Legal Aspects: The Central Drug Standards Control Organization (“CDSCO”) is planning to launch a centralized online system to deliver medicines effectively. All the chemist, druggist and e-pharmacy have to register with it. The Pharmacy Practice Regulations, 2015 (“PPR Regulations”) were enforced to regulate pharmacy practice in India. It states that the practice of pharmacy by registered pharmacists in India requires that the prescription drugs are to be handed over to the patient or his caretaker directly by a registered pharmacist. Thus, making it challenging to have pharmacists deliver medication directly to patient.

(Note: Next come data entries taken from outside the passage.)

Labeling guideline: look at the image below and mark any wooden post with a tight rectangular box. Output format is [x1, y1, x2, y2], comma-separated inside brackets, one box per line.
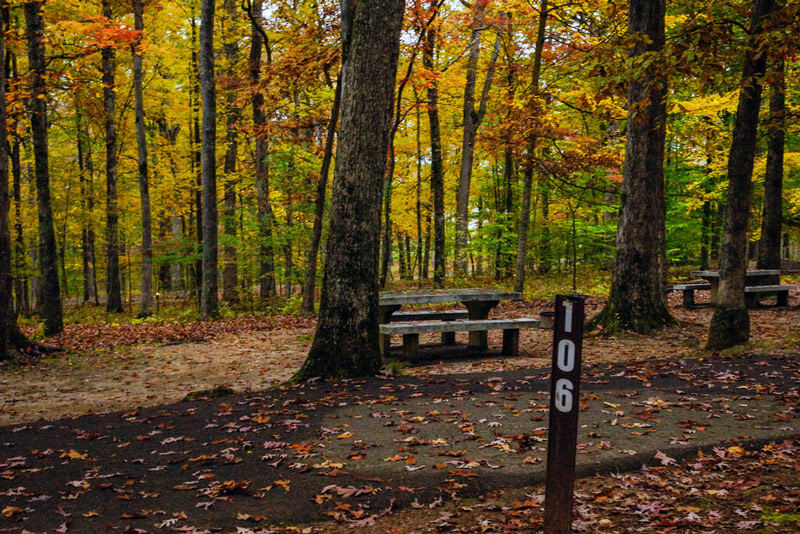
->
[544, 295, 584, 534]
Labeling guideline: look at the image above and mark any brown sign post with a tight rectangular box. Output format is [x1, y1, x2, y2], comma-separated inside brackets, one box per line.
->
[544, 295, 584, 534]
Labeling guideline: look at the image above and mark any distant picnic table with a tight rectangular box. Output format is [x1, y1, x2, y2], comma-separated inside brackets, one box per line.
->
[378, 288, 538, 358]
[692, 269, 795, 308]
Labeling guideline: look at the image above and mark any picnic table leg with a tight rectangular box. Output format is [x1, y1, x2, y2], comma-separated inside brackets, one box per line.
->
[464, 300, 500, 351]
[378, 304, 400, 357]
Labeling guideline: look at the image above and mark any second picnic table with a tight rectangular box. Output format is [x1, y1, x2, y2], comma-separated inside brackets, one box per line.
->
[378, 289, 522, 350]
[692, 269, 781, 305]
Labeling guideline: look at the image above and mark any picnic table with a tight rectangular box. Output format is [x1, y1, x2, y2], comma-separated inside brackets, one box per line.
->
[378, 289, 522, 358]
[692, 269, 792, 305]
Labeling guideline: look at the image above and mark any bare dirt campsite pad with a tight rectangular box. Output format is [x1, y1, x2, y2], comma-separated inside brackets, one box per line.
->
[0, 292, 800, 424]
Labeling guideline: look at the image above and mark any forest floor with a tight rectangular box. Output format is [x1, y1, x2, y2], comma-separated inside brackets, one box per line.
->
[0, 294, 800, 534]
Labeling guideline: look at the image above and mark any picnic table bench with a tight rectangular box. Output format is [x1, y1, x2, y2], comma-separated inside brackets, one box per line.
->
[379, 319, 539, 361]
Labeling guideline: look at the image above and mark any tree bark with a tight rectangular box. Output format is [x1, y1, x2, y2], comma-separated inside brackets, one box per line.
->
[422, 26, 446, 288]
[293, 0, 404, 381]
[222, 0, 241, 304]
[132, 0, 153, 318]
[101, 0, 123, 313]
[455, 8, 501, 276]
[706, 0, 777, 350]
[23, 2, 64, 336]
[514, 0, 548, 293]
[199, 0, 219, 320]
[244, 0, 278, 302]
[758, 58, 786, 269]
[593, 0, 673, 333]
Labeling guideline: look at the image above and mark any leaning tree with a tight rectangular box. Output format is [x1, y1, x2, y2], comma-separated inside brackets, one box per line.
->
[293, 0, 404, 381]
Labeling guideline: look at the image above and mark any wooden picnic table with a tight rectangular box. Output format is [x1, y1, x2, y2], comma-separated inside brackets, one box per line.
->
[692, 269, 781, 305]
[378, 289, 522, 350]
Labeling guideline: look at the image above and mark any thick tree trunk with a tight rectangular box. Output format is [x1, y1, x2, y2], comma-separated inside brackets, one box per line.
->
[199, 0, 219, 320]
[300, 0, 354, 313]
[706, 0, 777, 350]
[25, 2, 64, 336]
[758, 58, 786, 269]
[593, 0, 673, 333]
[294, 0, 404, 386]
[249, 0, 276, 302]
[101, 0, 123, 313]
[455, 12, 501, 276]
[422, 27, 446, 288]
[133, 0, 153, 318]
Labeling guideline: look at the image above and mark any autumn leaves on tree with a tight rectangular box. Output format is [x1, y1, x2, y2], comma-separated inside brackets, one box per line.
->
[0, 0, 800, 366]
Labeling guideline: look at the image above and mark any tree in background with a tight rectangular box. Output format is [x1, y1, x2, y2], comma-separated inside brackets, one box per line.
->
[592, 0, 673, 333]
[25, 2, 64, 336]
[294, 0, 404, 386]
[706, 0, 778, 350]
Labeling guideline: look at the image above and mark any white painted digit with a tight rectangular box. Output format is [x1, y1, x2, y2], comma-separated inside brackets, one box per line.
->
[563, 300, 572, 333]
[558, 339, 575, 373]
[556, 378, 572, 412]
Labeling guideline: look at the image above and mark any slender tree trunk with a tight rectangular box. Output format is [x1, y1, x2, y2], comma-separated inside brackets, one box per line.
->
[706, 0, 777, 350]
[514, 0, 548, 293]
[23, 2, 64, 336]
[758, 58, 786, 269]
[294, 0, 404, 380]
[593, 0, 673, 333]
[190, 13, 202, 304]
[199, 0, 219, 320]
[249, 0, 276, 301]
[422, 26, 446, 288]
[222, 0, 241, 304]
[455, 12, 501, 276]
[133, 0, 153, 318]
[101, 0, 123, 313]
[301, 0, 354, 313]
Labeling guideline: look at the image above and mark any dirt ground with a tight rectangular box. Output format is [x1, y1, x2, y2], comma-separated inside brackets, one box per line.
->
[0, 292, 800, 425]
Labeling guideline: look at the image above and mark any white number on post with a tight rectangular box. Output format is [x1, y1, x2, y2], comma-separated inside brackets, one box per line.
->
[558, 339, 575, 373]
[556, 378, 572, 412]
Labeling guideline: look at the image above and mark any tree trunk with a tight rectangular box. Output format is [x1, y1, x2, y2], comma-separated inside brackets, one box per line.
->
[0, 3, 27, 361]
[133, 0, 153, 318]
[190, 13, 203, 304]
[300, 0, 353, 313]
[422, 26, 446, 288]
[249, 0, 276, 301]
[23, 2, 64, 336]
[455, 12, 501, 276]
[593, 0, 673, 333]
[294, 0, 404, 381]
[514, 0, 548, 293]
[222, 0, 241, 304]
[758, 58, 786, 269]
[101, 0, 123, 313]
[706, 0, 777, 350]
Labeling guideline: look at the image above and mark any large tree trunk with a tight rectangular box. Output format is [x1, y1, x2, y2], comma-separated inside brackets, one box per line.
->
[133, 0, 153, 318]
[101, 0, 123, 313]
[294, 0, 404, 380]
[199, 0, 219, 320]
[706, 0, 776, 350]
[594, 0, 673, 333]
[514, 0, 548, 293]
[422, 25, 445, 287]
[248, 0, 278, 301]
[455, 8, 501, 276]
[300, 0, 354, 313]
[222, 0, 241, 304]
[758, 58, 786, 269]
[25, 2, 64, 336]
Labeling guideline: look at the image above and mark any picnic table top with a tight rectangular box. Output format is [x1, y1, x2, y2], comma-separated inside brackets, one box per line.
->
[692, 269, 781, 278]
[380, 288, 522, 306]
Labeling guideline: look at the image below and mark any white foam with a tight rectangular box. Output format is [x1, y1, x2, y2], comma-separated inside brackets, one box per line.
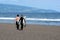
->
[0, 17, 60, 21]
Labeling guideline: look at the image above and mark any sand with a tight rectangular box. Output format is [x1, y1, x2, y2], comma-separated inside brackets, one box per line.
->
[0, 23, 60, 40]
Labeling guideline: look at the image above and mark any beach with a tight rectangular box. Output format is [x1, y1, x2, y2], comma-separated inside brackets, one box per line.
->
[0, 23, 60, 40]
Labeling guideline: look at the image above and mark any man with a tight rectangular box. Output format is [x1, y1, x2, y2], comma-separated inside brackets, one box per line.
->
[20, 15, 25, 30]
[16, 14, 20, 30]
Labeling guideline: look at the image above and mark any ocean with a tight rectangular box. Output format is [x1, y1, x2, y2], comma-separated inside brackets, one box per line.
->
[0, 12, 60, 26]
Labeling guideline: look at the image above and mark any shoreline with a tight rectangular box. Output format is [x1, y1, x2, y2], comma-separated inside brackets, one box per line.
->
[0, 23, 60, 40]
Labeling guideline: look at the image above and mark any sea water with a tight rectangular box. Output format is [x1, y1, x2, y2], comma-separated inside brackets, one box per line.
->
[0, 13, 60, 26]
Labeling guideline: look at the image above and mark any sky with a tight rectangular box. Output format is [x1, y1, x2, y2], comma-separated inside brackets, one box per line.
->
[0, 0, 60, 12]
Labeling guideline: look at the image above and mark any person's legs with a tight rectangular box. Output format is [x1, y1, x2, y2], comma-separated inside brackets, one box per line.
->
[21, 24, 23, 30]
[16, 22, 19, 29]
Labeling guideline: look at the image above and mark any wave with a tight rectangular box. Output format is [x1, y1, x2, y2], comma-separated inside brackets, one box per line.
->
[0, 17, 60, 21]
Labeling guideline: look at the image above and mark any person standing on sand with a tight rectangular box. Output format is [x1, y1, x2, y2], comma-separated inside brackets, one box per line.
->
[16, 14, 20, 30]
[20, 15, 24, 30]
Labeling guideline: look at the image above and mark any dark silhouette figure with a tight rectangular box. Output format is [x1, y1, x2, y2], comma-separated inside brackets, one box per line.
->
[16, 15, 20, 30]
[20, 15, 24, 30]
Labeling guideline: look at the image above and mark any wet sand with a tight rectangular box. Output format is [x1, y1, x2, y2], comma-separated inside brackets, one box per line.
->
[0, 23, 60, 40]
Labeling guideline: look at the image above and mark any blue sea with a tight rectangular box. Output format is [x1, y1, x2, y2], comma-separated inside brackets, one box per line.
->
[0, 13, 60, 26]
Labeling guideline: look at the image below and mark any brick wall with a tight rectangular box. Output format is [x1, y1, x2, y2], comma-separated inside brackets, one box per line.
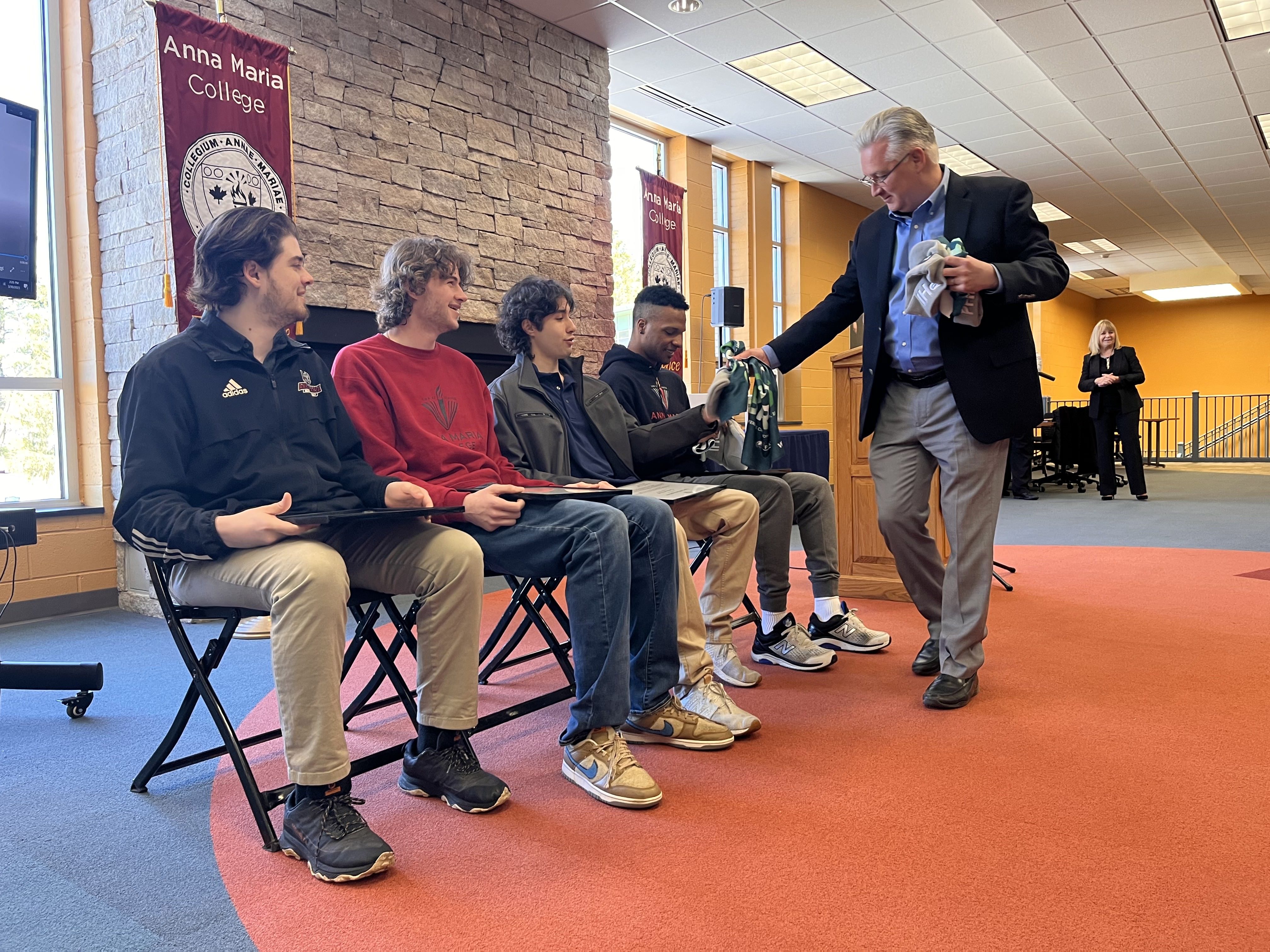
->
[89, 0, 613, 612]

Further, the Drugs and Cosmetics Act requires that all drugs must be sold under a license. Thus, general retailers in India cannot sell drugs, except those which fall under Schedule K (Over the counter drugs) which can be sold without a license. The lack of a well laid governance system for concept of e-pharmacies can be attributed to the simple fact that it is a new age concept and law makers had not visualized such kind of ventures disrupting the established markets while drafting existing legislations. Therefore, most of the legal compliances around this pharma sector including distribution, have been visualized and built in keeping in mind the traditional way of distributing medicines to patient. For example, Schedule N of the Rules lay down the requirements to be met before running a pharmacy. The requirements were designed for traditional brick and mortar stores, and hence it becomes difficult for even legitimate e-Pharmacies to comply with the current regulatory requirements. These innovative ventures need to comply with the provisions of IT Act as well. Therefore, pharmacists need to ensure that when the prescription is transferred electronically - as in the case of uploading a prescription to an online pharmacy - it must comply with the provisions of the IT Act as well as the Drugs and Cosmetics Act and corresponding Rules. Further, dispensation should be done only on the basis of valid prescription. There is an urgent need for additional safety measures to be put in place whereby a prescription drug is not dispensed more than once against the same prescription. It is the need of the hour to formulate rules/guidelines for overlooking safe and supervised functioning of e-pharmacies.